A Hybrid Workflow with Full Control

The real revolution for web development was the arrival of agents capable of working on an entire codebase.

Tools fall into two camps: AI IDEs (like Cursor) and CLI AI agents (like Claude Code).

I strongly prefer the second option, which allows me to maintain full control of my editor (JetBrains), without eroding either my coding enjoyment or my screen real estate.

I use Claude Code (Sonnet 4.5) connected to my JetBrains editor (via the /ide command—open files and selections are integrated into Claude Code’s context).

Claude Code, a Polished CLI

I admit I haven’t tested other CLI tools like Codex, but I consider Claude Sonnet the best LLM for code (it’s the one I use in the web version and it seems more accurate and useful than ChatGPT in particular).
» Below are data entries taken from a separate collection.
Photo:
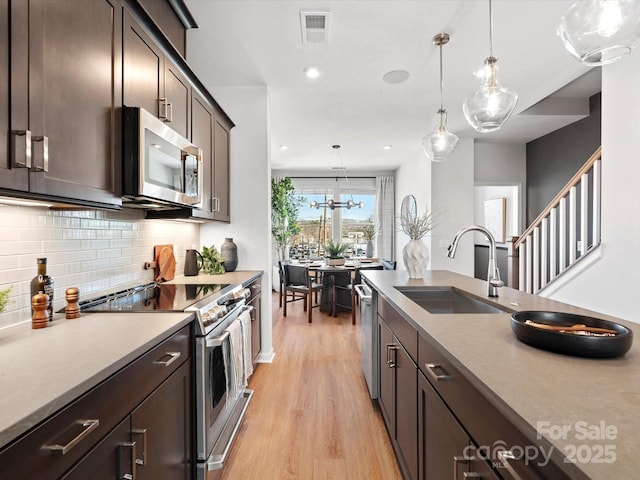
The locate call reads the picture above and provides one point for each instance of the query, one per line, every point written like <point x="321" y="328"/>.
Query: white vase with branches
<point x="415" y="253"/>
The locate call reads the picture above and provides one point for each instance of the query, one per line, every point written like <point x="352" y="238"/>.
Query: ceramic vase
<point x="229" y="254"/>
<point x="369" y="249"/>
<point x="416" y="258"/>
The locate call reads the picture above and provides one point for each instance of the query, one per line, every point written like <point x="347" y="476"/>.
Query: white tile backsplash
<point x="96" y="251"/>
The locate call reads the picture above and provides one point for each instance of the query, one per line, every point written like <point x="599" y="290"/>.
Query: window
<point x="320" y="225"/>
<point x="353" y="220"/>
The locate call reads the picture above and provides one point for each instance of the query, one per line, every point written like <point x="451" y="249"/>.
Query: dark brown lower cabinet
<point x="160" y="428"/>
<point x="135" y="425"/>
<point x="445" y="449"/>
<point x="113" y="457"/>
<point x="398" y="399"/>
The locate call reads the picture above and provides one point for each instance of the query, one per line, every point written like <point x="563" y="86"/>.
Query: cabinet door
<point x="222" y="131"/>
<point x="66" y="90"/>
<point x="406" y="409"/>
<point x="143" y="68"/>
<point x="177" y="92"/>
<point x="387" y="385"/>
<point x="11" y="176"/>
<point x="441" y="441"/>
<point x="113" y="457"/>
<point x="161" y="428"/>
<point x="202" y="136"/>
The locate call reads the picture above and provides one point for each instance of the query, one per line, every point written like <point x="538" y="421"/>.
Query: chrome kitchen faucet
<point x="493" y="275"/>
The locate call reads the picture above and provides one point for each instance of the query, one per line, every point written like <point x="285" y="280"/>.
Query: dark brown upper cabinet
<point x="221" y="189"/>
<point x="63" y="140"/>
<point x="152" y="81"/>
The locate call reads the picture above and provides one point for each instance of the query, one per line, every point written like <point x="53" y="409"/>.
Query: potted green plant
<point x="334" y="253"/>
<point x="285" y="207"/>
<point x="212" y="262"/>
<point x="4" y="298"/>
<point x="369" y="233"/>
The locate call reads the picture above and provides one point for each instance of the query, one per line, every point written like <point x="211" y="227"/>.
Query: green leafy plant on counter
<point x="335" y="250"/>
<point x="4" y="298"/>
<point x="212" y="260"/>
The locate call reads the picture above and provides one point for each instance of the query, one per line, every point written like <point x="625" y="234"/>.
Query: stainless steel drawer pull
<point x="26" y="146"/>
<point x="44" y="167"/>
<point x="504" y="456"/>
<point x="89" y="426"/>
<point x="165" y="363"/>
<point x="438" y="378"/>
<point x="132" y="463"/>
<point x="143" y="432"/>
<point x="391" y="347"/>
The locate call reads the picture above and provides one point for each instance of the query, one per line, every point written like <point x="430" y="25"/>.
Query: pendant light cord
<point x="441" y="82"/>
<point x="490" y="31"/>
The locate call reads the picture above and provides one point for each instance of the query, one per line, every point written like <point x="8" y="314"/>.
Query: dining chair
<point x="298" y="281"/>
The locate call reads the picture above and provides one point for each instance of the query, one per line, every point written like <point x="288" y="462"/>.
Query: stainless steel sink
<point x="442" y="300"/>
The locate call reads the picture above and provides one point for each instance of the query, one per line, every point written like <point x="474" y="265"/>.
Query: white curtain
<point x="386" y="217"/>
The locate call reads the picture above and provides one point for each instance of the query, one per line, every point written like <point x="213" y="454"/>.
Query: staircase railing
<point x="566" y="230"/>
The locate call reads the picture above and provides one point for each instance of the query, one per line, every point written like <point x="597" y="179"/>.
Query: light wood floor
<point x="311" y="416"/>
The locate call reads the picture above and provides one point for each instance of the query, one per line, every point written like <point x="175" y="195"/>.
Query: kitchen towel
<point x="234" y="380"/>
<point x="245" y="323"/>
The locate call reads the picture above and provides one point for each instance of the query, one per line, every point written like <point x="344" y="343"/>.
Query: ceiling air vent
<point x="315" y="27"/>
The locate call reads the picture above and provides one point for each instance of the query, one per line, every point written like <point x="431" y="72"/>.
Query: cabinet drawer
<point x="59" y="442"/>
<point x="402" y="329"/>
<point x="487" y="427"/>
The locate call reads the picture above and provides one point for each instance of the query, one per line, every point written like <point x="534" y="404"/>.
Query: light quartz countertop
<point x="43" y="370"/>
<point x="535" y="389"/>
<point x="243" y="277"/>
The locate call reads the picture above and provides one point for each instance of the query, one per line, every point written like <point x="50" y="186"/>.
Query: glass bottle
<point x="43" y="283"/>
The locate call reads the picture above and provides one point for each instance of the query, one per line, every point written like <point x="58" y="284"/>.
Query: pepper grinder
<point x="72" y="294"/>
<point x="40" y="304"/>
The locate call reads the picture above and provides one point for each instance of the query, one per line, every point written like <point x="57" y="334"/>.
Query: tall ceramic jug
<point x="192" y="263"/>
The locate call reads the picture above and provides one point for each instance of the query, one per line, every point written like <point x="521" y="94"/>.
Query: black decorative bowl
<point x="581" y="345"/>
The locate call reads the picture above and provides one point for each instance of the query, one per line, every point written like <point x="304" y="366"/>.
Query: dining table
<point x="326" y="275"/>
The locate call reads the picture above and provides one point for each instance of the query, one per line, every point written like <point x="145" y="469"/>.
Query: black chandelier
<point x="333" y="204"/>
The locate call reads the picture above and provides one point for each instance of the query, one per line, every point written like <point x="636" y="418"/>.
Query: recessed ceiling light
<point x="312" y="72"/>
<point x="395" y="76"/>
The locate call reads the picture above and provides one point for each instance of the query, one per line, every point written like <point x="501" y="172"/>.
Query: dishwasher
<point x="369" y="336"/>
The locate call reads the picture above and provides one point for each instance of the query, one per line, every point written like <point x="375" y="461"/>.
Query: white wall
<point x="98" y="252"/>
<point x="501" y="164"/>
<point x="611" y="285"/>
<point x="250" y="192"/>
<point x="447" y="188"/>
<point x="413" y="178"/>
<point x="452" y="194"/>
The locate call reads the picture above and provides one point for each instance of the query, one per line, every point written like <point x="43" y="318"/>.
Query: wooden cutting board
<point x="165" y="263"/>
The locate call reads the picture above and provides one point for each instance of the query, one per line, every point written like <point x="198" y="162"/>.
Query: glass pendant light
<point x="440" y="143"/>
<point x="490" y="106"/>
<point x="598" y="32"/>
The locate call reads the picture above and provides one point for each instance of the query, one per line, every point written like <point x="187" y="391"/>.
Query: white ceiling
<point x="259" y="42"/>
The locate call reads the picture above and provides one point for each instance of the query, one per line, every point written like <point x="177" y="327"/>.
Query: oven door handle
<point x="219" y="340"/>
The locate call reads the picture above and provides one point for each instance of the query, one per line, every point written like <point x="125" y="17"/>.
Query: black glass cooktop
<point x="153" y="297"/>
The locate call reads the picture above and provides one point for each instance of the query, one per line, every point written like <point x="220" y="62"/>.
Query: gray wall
<point x="553" y="159"/>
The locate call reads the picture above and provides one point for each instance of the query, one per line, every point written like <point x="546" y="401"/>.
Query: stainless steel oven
<point x="161" y="168"/>
<point x="221" y="400"/>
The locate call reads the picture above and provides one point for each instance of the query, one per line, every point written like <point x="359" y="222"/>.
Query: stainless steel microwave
<point x="161" y="168"/>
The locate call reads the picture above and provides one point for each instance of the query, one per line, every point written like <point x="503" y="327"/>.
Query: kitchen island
<point x="582" y="411"/>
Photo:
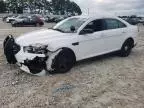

Furthermore, Claude Code’s CLI experience is polished—Anthropic has done excellent work on this aspect. I’ve noticed they’re facing criticism lately for their product and competition from other solutions like openCode. Developers can be harsh.

Bonus Tips

Claude, like all LLMs, gives an impression of being ready out of the box and doesn’t need additional configuration to be highly useful.

For example, the recently added plan mode seems unnecessary to me and more targeted at vibe coders.

Nevertheless, I’ve successfully experimented with some Anthropic recommendations :

  • I use a generic claude.local.md for all my projects, briefing Claude Code on my development approach whenever I start a new project (Makefile usage, architecture preferences, etc.)
  • For existing projects, I ask Claude to enrich this file by analyzing the codebase. This enables intelligent modifications that go beyond the context of analyzed files (e.g., using internal services or libraries, running lint commands, etc.)

Final point: mastering git and having a dynamic workflow is important to avoid wasting time on rollbacks or differentiating irrelevant changes.